As soon as I was steady enough to get back on my bike, we were off, feeling incredibly ashamed and disgraced, eager to put miles between us and that poor, suffering, kind couple. Twenty miles later we arrived in Prachuap Khiri Khan. We visited a friendly tourist info center and received directions to a town that sounded interesting, forty miles south. J went off to find a good place for lunch while I stayed by the harbor to take photos of the colorful fishing vessels.
A local man waved J
over to where he and his friends were sitting to introduce himself. Kwan spoke perfect English and had a brother who went to Iowa State. Kwan insisted we come with him to the most wonderful noodle place. J came back to get me and not having met Kwan, I was skeptical, assuming this was one of those pay-off schemes, so popular in Vietnam, where the guy leads you somewhere so he can get a cut of the profit. But I followed anyway, and Kwan led us to the restaurant, where he had already eaten his lunch. He was so excited and happy to have met us foreigners, he didn’t care that he‘d just been there. The soup was delicious: fresh yellow noodles, chicken, fish balls and aromatic, herb packed broth.

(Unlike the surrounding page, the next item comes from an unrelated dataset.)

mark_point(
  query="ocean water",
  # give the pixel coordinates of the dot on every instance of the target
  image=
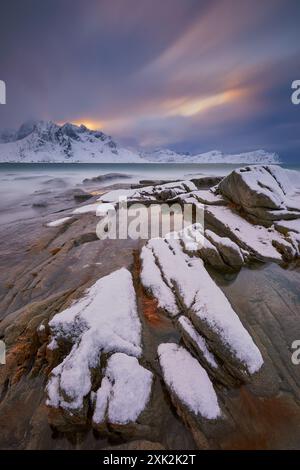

Kwan chatted away, asking a million questions, and suggesting we stay at his house for the night. He told us we’d could go out on his friend’s boat with him, eat fresh seafood for dinner, and go to his friend’s party together that night. We were shocked but also excited; nobody in Thailand had yet invited us to stay in their home! We were so curious to see what
it’d be like to stay with a real local! Kwan looked about forty, so we asked him if his wife would mind if he brought strangers home. He answered no, not mentioning that he doesn’t have a wife. I was still a little hesitant but figured we could check out his house and just leave and find a hotel if we weren’t comfortable.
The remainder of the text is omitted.